How-To: Advanced DAG Caching

Crystallize stores every run under data/<experiment>/vN/. The completion marker .crystallize_complete and accompanying metadata.json allow later runs to skip work. Two strategies control this behaviour.

1. Strategies

Strategy	Behaviour
`"rerun"` (default)	Always execute the experiment, ignoring cached artifacts.
`"resume"`	If the latest run completed (baseline + all active treatments) and artifacts are still present, load metrics and artifacts instead of re-running.

You can set the strategy per experiment (experiment.strategy = "resume") or pass strategy="resume" to Experiment.run() / ExperimentGraph.run().

2. When Does Resume Re-run?

Even under resume, Crystallize re-executes an experiment when:

The pipeline signature changes (code edits or new parameters).
Treatments differ from the cached run (new names or different apply payloads).
Upstream dependencies rerun and publish new artifacts.
The completion marker or metadata is missing.

These rules are covered by the test suite (tests/test_experiment_graph.py, tests/test_experiment_graph_resume.py).

3. Mixed Replicates

Artifact metadata stores the replicate count of the producing experiment. When a downstream experiment has more replicates than the upstream producer, Artifact.fetch cycles indices so replicate i reads i % upstream_replicates. This lets you generate expensive artifacts once and reuse them many times.

4. Example: Skipping Work

graph = ExperimentGraph.from_yaml("experiments/consumer/config.yaml")

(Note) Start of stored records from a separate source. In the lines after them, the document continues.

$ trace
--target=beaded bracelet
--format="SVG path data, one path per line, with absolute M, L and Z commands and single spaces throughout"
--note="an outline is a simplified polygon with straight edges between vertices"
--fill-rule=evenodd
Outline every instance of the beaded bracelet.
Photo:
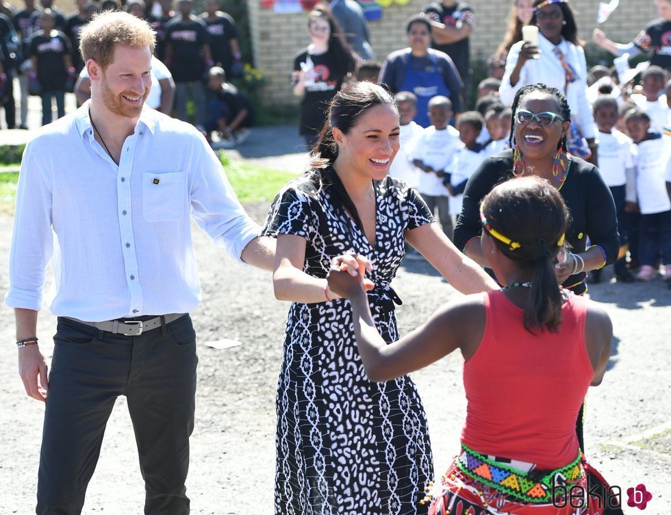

# First run produces artifacts
graph.run(replicates=10)

# Second run loads existing results
graph.run(strategy="resume")

Use logging (or the CLI) to confirm that steps are skipped: cached steps show lock icons in the run screen, and plugins such as LoggingPlugin(verbose=True) emit messages when resume loads stored metrics.

5. Manual Cache Controls

Delete data/<experiment> to force a full rerun.
Toggle caching for specific steps in the CLI (l on the run screen) to recompute only the parts you care about.
Set ArtifactPlugin(versioned=True, artifact_retention=N) to keep multiple runs and prune older ones automatically.

Understanding these knobs keeps large DAGs responsive while guaranteeing fresh results when you change code or configuration.